According to a recent FBNQuest study, Nigeria’s external reserves have been strengthened by significant foreign capital inflows, which were primarily driven by attractive carry trade opportunities created by the CBN’s tight monetary policy.
“The CBN’s approach has created a unique appeal for foreign investors, who are finding Nigeria an attractive environment for capital due to its high interest rates,” said an analyst at FBNQuest.
The balance of payments data for the 12 months ending in June 2024 showed that as of the end of October 2024, Nigeria’s reserves offered a strong cushion, covering 11.6 months of merchandise imports. The reserves still offered 8.1 months of coverage when services imports are considered. Compared to the prior coverage of 8.9 months for products just and 6.8 months including services, which was reported in September 2023, this represented a significant improvement.

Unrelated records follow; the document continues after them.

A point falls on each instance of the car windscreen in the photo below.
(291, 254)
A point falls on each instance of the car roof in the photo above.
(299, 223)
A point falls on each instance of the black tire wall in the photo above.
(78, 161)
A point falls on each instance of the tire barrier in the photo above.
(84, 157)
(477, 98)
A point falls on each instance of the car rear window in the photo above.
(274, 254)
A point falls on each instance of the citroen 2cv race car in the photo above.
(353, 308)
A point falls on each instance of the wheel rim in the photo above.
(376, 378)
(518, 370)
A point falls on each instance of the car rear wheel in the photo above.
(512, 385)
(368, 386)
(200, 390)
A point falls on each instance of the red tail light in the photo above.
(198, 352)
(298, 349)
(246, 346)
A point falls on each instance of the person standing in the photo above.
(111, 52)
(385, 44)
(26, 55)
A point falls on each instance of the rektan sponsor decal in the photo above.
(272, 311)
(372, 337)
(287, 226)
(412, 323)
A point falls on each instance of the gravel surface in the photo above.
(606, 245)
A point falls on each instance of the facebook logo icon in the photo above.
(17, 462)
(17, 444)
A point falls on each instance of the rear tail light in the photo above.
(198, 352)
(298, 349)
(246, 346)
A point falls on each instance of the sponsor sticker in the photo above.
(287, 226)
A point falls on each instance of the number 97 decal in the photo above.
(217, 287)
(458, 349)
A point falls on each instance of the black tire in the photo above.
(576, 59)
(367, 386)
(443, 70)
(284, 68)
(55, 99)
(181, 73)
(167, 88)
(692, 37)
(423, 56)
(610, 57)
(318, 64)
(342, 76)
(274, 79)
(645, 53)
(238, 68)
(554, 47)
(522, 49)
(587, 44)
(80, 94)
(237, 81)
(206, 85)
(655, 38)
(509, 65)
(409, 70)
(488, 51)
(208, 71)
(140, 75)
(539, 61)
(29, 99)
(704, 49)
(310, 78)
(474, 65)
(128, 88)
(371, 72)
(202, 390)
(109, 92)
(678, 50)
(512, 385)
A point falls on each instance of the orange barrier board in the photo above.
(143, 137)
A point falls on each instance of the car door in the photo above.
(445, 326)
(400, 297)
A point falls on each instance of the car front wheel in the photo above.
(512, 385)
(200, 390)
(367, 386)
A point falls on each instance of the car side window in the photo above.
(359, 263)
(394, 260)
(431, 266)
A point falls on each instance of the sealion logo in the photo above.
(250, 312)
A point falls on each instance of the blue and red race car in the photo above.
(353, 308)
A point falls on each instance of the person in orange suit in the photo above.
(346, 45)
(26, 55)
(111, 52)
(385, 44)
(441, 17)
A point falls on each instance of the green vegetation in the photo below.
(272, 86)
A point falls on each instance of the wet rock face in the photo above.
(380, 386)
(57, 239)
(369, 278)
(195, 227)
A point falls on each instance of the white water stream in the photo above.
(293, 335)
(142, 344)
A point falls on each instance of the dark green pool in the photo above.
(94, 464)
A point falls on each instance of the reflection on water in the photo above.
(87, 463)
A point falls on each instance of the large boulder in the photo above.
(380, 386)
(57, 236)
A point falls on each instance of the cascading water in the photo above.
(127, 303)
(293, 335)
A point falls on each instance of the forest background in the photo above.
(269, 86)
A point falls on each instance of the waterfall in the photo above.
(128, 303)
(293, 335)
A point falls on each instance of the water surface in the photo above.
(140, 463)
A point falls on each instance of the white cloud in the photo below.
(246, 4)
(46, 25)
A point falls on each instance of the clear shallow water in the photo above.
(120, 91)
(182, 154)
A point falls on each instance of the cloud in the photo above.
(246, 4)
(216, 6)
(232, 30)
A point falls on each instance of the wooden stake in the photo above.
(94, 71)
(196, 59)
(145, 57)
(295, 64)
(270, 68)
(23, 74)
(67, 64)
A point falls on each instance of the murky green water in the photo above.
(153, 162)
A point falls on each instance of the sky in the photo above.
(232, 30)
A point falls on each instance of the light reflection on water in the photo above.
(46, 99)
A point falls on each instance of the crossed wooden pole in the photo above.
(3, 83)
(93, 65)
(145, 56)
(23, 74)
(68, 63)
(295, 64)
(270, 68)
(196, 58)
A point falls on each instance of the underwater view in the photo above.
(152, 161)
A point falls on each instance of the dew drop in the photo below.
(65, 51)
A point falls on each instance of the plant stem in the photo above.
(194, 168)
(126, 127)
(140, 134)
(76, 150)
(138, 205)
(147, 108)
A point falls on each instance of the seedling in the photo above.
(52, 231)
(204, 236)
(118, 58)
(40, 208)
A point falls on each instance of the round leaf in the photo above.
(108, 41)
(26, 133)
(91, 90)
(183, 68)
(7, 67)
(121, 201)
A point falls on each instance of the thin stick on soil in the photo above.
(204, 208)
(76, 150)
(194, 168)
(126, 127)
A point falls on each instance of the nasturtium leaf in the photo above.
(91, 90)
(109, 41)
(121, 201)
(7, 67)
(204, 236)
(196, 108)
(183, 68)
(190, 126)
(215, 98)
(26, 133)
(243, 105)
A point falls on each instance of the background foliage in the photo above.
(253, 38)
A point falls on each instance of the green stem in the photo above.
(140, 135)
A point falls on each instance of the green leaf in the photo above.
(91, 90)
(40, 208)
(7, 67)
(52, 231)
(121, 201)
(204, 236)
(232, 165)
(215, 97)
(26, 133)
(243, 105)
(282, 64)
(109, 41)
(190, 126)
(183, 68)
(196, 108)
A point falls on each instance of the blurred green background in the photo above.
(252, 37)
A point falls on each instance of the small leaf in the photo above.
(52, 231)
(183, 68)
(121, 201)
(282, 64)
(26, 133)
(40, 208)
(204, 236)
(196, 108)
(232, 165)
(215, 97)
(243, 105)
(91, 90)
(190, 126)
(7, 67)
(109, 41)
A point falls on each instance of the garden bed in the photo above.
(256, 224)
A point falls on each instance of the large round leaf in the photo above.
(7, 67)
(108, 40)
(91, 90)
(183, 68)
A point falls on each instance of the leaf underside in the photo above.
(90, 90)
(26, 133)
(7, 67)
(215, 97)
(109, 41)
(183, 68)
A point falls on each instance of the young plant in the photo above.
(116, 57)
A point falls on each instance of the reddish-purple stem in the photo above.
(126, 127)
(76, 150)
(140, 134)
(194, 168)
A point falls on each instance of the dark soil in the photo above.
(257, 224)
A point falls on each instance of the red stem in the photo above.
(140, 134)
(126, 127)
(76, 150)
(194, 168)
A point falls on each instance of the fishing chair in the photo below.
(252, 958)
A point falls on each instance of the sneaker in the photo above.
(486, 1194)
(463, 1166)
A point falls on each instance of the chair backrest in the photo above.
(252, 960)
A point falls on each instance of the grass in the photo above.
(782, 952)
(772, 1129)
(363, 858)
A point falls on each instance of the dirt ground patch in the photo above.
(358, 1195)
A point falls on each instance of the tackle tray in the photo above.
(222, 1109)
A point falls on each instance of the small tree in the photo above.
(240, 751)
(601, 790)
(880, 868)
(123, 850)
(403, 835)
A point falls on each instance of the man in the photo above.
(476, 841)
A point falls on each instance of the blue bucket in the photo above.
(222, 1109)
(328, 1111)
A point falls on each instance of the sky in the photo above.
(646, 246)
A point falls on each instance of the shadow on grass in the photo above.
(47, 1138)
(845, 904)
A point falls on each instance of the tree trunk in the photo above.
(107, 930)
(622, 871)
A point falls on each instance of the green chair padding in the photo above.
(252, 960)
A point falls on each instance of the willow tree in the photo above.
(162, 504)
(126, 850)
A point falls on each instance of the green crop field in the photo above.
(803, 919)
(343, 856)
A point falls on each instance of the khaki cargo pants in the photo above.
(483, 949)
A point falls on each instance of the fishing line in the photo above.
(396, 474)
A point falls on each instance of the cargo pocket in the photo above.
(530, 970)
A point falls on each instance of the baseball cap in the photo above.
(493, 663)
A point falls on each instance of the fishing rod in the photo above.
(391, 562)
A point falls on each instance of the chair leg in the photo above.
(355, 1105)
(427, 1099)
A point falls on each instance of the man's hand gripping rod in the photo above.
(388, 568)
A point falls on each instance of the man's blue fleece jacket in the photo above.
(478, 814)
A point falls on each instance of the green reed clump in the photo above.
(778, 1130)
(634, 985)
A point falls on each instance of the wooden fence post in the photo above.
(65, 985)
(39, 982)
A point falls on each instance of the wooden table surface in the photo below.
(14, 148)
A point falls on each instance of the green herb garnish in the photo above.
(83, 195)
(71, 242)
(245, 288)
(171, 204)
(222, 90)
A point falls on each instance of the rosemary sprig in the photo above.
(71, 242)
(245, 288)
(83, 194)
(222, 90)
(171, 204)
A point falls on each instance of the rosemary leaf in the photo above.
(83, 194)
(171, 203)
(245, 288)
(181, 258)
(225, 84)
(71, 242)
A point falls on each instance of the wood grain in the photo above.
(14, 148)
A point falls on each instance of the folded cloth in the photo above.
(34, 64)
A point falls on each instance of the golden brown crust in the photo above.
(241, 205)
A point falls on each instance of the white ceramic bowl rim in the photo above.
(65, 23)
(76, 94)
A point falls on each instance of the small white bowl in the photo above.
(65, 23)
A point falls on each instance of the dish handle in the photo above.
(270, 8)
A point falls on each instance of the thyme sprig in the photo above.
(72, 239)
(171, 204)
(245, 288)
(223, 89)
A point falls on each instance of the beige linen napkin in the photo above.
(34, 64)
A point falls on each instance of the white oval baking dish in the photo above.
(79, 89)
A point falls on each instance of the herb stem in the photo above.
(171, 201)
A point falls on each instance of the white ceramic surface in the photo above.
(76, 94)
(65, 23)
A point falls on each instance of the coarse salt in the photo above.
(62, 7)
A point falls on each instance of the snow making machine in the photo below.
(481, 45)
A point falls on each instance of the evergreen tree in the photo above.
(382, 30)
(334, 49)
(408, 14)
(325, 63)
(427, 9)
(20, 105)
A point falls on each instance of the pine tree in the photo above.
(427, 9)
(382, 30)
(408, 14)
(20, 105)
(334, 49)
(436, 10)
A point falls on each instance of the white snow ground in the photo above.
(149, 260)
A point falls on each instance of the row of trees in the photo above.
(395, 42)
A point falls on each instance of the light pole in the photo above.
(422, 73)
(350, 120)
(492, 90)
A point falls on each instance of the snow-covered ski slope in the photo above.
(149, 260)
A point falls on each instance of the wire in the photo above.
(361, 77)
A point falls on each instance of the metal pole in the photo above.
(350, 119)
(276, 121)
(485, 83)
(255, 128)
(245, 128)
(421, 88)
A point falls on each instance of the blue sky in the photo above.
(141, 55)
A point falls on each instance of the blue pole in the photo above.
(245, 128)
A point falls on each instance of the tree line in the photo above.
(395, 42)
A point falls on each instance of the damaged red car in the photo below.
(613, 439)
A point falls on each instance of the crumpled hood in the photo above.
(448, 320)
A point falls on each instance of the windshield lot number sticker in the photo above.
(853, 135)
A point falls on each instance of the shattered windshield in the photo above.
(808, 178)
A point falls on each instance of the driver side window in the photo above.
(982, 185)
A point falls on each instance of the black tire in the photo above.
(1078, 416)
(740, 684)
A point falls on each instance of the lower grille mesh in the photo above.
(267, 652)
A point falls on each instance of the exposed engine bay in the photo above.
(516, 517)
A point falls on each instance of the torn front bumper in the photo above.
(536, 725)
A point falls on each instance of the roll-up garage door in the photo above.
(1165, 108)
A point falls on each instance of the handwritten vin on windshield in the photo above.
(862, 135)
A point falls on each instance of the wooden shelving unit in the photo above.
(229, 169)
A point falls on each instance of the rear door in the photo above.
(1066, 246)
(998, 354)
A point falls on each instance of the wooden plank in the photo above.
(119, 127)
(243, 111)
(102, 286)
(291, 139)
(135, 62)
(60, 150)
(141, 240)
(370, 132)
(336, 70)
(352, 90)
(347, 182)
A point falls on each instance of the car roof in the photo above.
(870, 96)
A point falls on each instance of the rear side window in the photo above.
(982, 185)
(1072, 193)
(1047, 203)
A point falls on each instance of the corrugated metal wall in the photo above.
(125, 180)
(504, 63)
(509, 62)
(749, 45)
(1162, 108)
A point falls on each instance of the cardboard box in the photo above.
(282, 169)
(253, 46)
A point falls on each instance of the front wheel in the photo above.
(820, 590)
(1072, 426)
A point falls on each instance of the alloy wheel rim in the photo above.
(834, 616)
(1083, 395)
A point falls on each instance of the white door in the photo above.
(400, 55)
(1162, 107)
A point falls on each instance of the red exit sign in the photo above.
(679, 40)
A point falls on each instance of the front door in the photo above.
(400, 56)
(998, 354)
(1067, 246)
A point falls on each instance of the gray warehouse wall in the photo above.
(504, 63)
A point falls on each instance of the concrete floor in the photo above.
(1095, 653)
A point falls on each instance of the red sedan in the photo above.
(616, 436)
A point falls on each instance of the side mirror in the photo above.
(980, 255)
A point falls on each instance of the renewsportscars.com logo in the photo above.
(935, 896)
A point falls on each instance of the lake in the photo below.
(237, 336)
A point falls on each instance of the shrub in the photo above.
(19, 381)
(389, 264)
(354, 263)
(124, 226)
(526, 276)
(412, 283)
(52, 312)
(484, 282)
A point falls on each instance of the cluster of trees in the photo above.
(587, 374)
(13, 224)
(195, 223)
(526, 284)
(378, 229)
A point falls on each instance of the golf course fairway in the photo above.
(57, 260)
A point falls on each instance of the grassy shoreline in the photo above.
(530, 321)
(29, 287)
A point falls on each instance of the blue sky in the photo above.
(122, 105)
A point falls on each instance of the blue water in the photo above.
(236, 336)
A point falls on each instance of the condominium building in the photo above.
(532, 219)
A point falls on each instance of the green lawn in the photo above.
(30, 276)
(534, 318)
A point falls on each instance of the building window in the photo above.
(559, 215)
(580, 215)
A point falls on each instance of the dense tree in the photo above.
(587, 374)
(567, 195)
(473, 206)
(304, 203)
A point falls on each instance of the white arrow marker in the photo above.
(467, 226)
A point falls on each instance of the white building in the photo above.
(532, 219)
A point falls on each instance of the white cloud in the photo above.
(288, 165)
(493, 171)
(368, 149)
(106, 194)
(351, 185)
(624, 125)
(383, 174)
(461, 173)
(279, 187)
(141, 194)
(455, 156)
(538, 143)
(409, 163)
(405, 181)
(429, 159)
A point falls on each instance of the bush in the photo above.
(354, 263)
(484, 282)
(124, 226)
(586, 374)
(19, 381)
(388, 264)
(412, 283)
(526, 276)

The research emphasized how the slow re-entry of foreign portfolio investors (FPIs) into the Nigerian market has strengthened the country’s import coverage.
But it also highlighted how the weaker naira has helped lower imports, strengthening the reserves.
“The depreciation of the naira against other major currencies has led to higher costs for imported goods, discouraging importers and reducing overall import volumes,” the report added.
For example, during the 12 months ending in June 2024, Nigeria’s total item imports were valued at $45.5 billion, a 20 percent year-over-year decline from $57.1 billion during the same period concluding in June 2023.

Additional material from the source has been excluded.